Pasteurellosis in Rabbits
Infection with the Pasteurella multocida bacterium can result in a severe respiratory illness, generally characterized by nose infections, sinusitis, ear infections, conjunctivitis, pneumonia, and generalized infection of the blood, among other things. This condition is often referred to as the “snuffles” because of the snuffling breathing sound affected rabbits make. It may also cause abscesses in the subcutaneous (beneath the top layer of skin) tissues, bone, joints, or internal organs in rabbits. The pasteurella bacteria usually co-exist in the rabbit’s body with other, more common bacteria that cause nasal infections.
In rabbits with strong immune systems, these bacteria can reside in the nasal cavity and upper respiratory tract, and are kept in check by the rabbits’ defense system. Indeed, some rabbits do not show symptoms of infection. However, the bacteria is highly contagious, spreading by direct contact, or through the air in close quarters. Many rabbits are infected at birth through vaginal infection, or shortly after birth while in close contact with an infected mother.
If the pasteurella bacteria become active in the nasal passage, the resulting infection can lead to rhinitis (irritation and inflammation of the nose) initially. From that point the infection often will spread into the sinuses and bones of the face, and further via the inner tubes to the ears, via the nasal tear ducts to the eyes, via the trachea to the lower respiratory tract, and through the blood to the joints, bones, and other organ systems.
Not all infected rabbits become severely ill. The outcome of an infection depends on the potential strength of the bacteria and the host's own immune defenses. More potent strains may produce pleuritic infection (an infection of the membranes surrounding the lungs), pneumonia, and thinning bones. In some cases the bacteria can enter the bloodstream, leading to a condition of bacteremia. An infection of the blood fluid may cause fever, depression, and shock.
Symptoms and Types
Symptoms may be mild, moderate, or severe, but typically consist of sneezing and nasal discharge. Other symptoms include:
- Dizzy, disorientated behavior
- Breathing difficulty (dyspnea)
- Shortness of breath if pneumonia or large abscesses are present in the respiratory tract
- Staining of the front paws (due to discharge collected while self-grooming)
- Excess salivation, facial swelling, and loss of appetite (due to sinusitis or head abscess)
- Excess tears or blockage of the tear ducts
- Head tilt, shaking head, and scratching at the ears if the infection spreads to the ears or the brain/nerves
- Anorexia, depression, pain from skeletal abscesses
- Lameness and reluctance to move (when abscesses are present on the soles and toes of the feet)

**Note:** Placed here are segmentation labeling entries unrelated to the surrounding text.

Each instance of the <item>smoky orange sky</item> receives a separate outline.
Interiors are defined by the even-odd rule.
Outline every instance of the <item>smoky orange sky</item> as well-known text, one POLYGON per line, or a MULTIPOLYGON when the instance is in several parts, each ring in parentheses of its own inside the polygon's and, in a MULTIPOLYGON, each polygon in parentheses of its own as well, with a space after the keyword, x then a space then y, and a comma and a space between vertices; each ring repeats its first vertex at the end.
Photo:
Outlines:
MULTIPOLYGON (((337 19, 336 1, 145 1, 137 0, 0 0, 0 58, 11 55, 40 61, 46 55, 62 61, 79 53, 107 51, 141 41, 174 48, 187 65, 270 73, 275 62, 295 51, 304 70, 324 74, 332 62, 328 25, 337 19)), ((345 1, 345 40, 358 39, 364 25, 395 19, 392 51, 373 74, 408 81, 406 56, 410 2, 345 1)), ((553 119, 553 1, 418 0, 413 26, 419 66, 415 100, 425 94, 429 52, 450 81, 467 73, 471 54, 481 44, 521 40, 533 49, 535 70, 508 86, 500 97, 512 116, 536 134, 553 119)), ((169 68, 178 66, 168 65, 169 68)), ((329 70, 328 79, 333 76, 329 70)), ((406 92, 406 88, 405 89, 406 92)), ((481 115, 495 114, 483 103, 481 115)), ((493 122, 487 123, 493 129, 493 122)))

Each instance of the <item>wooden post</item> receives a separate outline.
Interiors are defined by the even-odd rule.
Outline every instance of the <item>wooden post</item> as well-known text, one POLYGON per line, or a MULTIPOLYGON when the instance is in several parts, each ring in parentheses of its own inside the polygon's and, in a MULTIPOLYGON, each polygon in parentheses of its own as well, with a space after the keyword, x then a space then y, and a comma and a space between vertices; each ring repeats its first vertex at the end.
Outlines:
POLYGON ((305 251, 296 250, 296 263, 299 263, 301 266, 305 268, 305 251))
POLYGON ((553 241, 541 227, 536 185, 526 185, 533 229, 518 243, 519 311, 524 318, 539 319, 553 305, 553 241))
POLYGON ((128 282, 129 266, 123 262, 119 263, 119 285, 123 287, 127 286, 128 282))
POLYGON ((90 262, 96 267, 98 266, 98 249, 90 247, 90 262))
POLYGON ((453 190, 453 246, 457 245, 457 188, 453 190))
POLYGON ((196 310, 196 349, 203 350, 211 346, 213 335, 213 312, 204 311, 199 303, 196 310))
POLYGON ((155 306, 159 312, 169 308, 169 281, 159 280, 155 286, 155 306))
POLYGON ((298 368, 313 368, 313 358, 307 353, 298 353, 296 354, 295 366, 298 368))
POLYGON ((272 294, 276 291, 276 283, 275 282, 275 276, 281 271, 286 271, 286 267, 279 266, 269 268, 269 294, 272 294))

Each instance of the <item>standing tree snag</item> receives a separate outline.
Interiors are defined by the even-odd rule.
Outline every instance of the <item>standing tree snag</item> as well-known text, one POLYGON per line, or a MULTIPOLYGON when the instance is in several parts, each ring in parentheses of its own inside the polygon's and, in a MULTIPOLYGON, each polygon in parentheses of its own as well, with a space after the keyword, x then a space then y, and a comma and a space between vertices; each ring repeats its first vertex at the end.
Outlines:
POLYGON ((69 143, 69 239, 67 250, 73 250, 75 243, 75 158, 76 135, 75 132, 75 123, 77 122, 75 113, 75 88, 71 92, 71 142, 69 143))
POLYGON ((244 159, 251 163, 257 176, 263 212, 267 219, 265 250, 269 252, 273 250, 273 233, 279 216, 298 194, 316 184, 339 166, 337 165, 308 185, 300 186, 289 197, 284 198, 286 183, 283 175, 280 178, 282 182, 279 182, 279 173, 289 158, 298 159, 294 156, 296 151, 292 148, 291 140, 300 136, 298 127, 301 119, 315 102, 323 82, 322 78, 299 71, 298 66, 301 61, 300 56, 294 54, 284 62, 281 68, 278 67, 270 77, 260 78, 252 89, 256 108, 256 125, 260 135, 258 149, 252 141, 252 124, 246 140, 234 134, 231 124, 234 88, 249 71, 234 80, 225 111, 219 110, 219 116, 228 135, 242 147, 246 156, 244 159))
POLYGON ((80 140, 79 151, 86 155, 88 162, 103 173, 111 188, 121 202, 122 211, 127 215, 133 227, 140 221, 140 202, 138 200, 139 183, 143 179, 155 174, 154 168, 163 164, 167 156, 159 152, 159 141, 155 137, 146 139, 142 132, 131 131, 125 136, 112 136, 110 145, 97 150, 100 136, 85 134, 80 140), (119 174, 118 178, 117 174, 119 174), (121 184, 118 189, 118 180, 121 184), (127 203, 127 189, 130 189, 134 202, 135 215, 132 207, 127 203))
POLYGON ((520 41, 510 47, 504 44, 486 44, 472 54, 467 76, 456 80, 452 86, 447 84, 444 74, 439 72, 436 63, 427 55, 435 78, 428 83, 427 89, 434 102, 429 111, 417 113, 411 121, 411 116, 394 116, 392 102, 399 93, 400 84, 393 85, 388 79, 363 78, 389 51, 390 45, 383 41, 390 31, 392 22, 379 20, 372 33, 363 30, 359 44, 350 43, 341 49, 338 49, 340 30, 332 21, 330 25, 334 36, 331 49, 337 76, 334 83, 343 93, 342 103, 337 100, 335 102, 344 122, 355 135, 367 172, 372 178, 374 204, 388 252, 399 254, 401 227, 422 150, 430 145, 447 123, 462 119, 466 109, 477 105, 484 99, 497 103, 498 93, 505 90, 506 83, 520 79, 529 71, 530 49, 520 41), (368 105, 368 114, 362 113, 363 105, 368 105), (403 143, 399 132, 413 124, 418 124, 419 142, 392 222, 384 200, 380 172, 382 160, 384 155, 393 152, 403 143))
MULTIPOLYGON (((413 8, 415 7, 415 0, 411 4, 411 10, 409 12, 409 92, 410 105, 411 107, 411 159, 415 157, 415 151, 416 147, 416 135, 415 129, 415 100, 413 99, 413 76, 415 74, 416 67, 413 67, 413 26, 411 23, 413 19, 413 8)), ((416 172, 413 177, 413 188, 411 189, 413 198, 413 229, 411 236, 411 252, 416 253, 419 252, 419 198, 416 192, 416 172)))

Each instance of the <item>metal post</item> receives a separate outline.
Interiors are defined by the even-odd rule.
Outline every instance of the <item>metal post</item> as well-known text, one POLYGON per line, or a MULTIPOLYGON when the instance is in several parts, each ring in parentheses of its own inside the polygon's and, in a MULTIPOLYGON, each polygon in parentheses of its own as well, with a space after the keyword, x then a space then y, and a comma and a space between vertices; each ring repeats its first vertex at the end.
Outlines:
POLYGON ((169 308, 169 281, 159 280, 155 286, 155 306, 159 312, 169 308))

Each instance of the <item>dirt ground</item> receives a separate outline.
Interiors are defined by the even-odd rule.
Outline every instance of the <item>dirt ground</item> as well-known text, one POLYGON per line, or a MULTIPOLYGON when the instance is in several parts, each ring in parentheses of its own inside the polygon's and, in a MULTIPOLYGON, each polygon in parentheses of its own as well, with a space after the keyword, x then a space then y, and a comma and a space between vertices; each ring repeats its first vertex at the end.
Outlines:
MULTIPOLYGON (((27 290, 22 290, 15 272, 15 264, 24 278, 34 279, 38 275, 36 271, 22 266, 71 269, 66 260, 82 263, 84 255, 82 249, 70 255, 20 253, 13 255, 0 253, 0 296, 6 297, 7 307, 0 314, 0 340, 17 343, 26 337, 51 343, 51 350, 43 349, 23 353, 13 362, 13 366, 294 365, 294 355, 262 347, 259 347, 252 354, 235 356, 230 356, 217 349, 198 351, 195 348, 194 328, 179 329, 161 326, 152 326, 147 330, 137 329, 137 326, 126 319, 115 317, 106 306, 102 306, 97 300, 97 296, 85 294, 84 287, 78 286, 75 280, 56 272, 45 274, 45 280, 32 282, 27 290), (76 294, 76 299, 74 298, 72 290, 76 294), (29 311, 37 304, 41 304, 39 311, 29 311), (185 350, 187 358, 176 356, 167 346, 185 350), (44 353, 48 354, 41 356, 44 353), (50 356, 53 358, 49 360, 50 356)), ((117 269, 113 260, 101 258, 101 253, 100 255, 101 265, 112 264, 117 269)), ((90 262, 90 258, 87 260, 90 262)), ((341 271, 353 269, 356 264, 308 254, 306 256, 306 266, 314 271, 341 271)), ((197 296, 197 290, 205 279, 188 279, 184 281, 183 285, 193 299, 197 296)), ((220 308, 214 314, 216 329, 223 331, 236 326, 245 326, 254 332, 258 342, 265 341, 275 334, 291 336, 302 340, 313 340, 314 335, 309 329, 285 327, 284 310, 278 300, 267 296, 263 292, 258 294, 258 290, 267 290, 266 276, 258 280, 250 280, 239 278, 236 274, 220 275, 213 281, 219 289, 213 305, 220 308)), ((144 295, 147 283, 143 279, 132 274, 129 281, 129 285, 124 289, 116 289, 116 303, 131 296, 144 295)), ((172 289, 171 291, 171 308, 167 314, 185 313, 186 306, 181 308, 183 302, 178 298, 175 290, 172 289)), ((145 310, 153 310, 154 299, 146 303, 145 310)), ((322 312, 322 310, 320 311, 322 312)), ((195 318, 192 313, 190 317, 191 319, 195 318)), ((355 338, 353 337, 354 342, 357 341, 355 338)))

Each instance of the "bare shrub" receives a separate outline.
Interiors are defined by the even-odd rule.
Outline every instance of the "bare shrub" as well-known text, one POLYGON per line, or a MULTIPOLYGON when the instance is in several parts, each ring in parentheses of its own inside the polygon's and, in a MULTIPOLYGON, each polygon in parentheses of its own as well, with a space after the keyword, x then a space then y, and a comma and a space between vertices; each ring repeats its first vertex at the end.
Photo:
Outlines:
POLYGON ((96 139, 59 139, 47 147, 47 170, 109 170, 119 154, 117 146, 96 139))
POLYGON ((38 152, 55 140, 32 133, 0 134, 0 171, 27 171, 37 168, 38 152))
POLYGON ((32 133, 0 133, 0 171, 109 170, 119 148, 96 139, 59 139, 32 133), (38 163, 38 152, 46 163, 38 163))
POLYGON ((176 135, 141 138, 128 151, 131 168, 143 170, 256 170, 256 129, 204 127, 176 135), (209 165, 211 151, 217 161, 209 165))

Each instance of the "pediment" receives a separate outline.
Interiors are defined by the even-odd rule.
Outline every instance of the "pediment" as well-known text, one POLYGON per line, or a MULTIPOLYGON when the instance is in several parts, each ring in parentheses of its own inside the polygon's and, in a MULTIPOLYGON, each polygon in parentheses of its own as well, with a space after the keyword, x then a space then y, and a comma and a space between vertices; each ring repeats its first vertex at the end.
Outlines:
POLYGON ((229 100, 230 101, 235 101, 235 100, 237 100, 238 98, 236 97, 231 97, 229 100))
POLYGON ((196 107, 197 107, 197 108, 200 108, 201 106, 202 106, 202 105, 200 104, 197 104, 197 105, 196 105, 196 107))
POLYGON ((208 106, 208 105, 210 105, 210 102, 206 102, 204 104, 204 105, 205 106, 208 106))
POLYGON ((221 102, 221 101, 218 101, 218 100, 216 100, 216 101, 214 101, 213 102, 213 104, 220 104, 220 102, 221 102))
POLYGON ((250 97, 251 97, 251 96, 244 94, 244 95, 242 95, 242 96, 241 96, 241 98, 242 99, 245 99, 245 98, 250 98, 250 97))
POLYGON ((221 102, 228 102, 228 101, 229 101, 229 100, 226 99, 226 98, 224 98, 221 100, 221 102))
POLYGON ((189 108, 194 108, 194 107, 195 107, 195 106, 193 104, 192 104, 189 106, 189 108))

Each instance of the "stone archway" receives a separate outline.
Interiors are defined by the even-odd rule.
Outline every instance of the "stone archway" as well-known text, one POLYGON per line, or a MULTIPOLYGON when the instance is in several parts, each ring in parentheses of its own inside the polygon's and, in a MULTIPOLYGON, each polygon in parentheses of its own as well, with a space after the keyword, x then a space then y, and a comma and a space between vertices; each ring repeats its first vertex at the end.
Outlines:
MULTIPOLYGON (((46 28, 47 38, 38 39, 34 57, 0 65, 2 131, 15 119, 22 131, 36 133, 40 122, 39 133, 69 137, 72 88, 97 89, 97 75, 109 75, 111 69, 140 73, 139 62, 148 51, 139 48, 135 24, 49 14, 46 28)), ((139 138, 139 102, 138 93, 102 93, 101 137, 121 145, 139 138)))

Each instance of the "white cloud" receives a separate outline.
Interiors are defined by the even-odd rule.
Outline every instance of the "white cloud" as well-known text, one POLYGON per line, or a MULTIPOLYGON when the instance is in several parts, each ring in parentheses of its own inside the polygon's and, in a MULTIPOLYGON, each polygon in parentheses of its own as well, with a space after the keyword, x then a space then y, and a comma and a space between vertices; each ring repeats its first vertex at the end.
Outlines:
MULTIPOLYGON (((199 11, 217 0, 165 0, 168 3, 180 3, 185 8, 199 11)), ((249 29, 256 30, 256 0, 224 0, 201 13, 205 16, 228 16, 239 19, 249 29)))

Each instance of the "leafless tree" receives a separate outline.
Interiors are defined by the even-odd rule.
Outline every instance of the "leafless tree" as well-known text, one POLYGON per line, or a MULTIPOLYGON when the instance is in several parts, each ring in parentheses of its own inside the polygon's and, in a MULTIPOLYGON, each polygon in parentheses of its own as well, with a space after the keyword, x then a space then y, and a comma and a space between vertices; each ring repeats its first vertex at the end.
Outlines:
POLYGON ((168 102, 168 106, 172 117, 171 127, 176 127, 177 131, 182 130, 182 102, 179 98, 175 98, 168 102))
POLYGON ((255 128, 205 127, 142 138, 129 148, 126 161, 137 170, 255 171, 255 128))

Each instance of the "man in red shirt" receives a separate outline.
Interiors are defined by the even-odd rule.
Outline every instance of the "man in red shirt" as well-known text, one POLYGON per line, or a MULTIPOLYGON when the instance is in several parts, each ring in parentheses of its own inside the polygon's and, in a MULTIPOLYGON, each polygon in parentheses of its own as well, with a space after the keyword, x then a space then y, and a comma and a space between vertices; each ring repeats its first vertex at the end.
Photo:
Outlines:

- Subcutaneous (beneath the surface of the skin) swelling with subcutaneous mammary abscess
Your veterinarian will need to begin by differentiating the head and face abscesses from other causes of cold and pneumonia. A nasal swab or flush will be taken for assessing the type of infection that is present, and a complete blood profile will be conducted, including a chemical blood profile, a complete blood count, and a urinalysis. To determine the extent of abscesses within the respiratory tract, X-rays of the chest and head region will be taken. Computed tomography (CT) and magnetic resonance imaging (MRI) can also be extremely helpful in detecting the extent of bony changes associated with the disease, as well as any organ involvement.
If available, ultrasonography is the best way to determine the extent of disease and which organ system are affected, the extent of subcutaneous swelling, and the nature of abscess development on the bones and respiratory tract.